Every bill creates winners and losers. Here's who stands to gain and who bears the cost.

Who Benefits

  • People with epilepsy and their caregivers—gain a centralized public resource directory and state-level reporting that can improve service navigation and reveal geographic gaps in care.
  • Clinical and public health researchers—benefit from aggregated incidence and prevalence data and department reports that can support epidemiologic studies and grant applications.
  • State and local public health planners—receive better situational awareness to inform program planning, resource allocation, and targeted interventions where data exist.
  • Epilepsy advocacy organizations—obtain a formal advisory role and greater visibility for services, helping them influence program priorities and outreach.
  • Regional centers and educational agencies—may see increased referrals and clearer statewide recognition of their services through the department’s published listing.

Who Bears the Cost

  • California Department of Public Health—will need staff time and technical capacity to run the program, manage contracts, analyze data, and maintain public reporting even if funded through grants or donations.
  • Local health departments and health systems agencies contracted for data collection—face operational costs to extract, standardize, and transmit data, and may need technical assistance or new workflows.
  • Nonprofit professional associations or vendors performing contracted work—will absorb implementation costs and administrative burdens unless contracts fully reimburse them.
  • Counties and smaller providers in data-poor areas—may incur new participation costs to close surveillance gaps and may require state support to comply.
  • Private funding sources—while not a direct 'cost,' reliance on donations or grants can create expectations about program priorities and reporting that recipients must manage.

Key Issues

The Core Tension

The central dilemma is between creating useful, timely epilepsy surveillance and preserving flexibility to avoid burdensome mandates: the bill prioritizes a flexible, contracted, and potentially privately funded model that makes a program feasible without new appropriations, but that flexibility risks inconsistent data quality, sustainability, and potential influence from funding sources—trading comprehensive, standardized surveillance for an easier-to-launch but piecemeal system.

The statute establishes authority but leaves several implementation levers undefined. It does not create mandatory clinical or laboratory reporting, so comprehensive case ascertainment depends on CDPH’s ability to identify and contract for usable data sources (claims, hospital records, registries) and on existing data coverage across counties.

That approach reduces immediate regulatory burden but risks producing patchy or non-comparable surveillance across the state.

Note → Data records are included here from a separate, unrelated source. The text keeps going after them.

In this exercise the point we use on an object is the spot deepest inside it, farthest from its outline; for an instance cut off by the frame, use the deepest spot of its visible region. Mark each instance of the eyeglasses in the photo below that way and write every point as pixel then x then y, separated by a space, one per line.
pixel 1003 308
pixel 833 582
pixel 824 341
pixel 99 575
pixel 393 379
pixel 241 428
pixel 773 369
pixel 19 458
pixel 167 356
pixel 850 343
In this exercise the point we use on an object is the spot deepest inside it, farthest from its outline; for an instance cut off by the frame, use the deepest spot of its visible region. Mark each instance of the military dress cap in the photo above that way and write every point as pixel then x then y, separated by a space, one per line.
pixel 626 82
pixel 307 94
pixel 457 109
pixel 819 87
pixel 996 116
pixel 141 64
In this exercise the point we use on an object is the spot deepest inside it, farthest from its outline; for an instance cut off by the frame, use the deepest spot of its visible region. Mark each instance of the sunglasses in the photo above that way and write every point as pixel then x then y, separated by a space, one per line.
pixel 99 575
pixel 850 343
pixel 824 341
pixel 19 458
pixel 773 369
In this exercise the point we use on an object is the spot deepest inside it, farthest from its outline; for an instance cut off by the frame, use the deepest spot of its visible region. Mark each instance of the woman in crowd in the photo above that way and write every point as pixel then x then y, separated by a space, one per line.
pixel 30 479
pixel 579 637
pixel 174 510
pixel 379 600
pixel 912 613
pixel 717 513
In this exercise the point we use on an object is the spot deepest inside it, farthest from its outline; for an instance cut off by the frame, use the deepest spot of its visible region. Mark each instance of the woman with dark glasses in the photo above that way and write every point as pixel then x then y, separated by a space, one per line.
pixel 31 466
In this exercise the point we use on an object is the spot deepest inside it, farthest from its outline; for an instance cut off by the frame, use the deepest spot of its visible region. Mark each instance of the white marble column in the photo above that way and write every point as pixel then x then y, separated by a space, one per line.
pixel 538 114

The bill authorizes acceptance of private funds but includes no safeguards about donor influence, disclosure, or procurement rules tied to private financing. Contracting authority is broad, yet the statute omits specifications for data standards, privacy safeguards beyond existing law, cost reimbursement, or performance metrics.

The services directory requirement increases visibility for programs but does not require vetting criteria, leaving questions about accuracy, inclusion standards, and liability if listings are incomplete or out of date.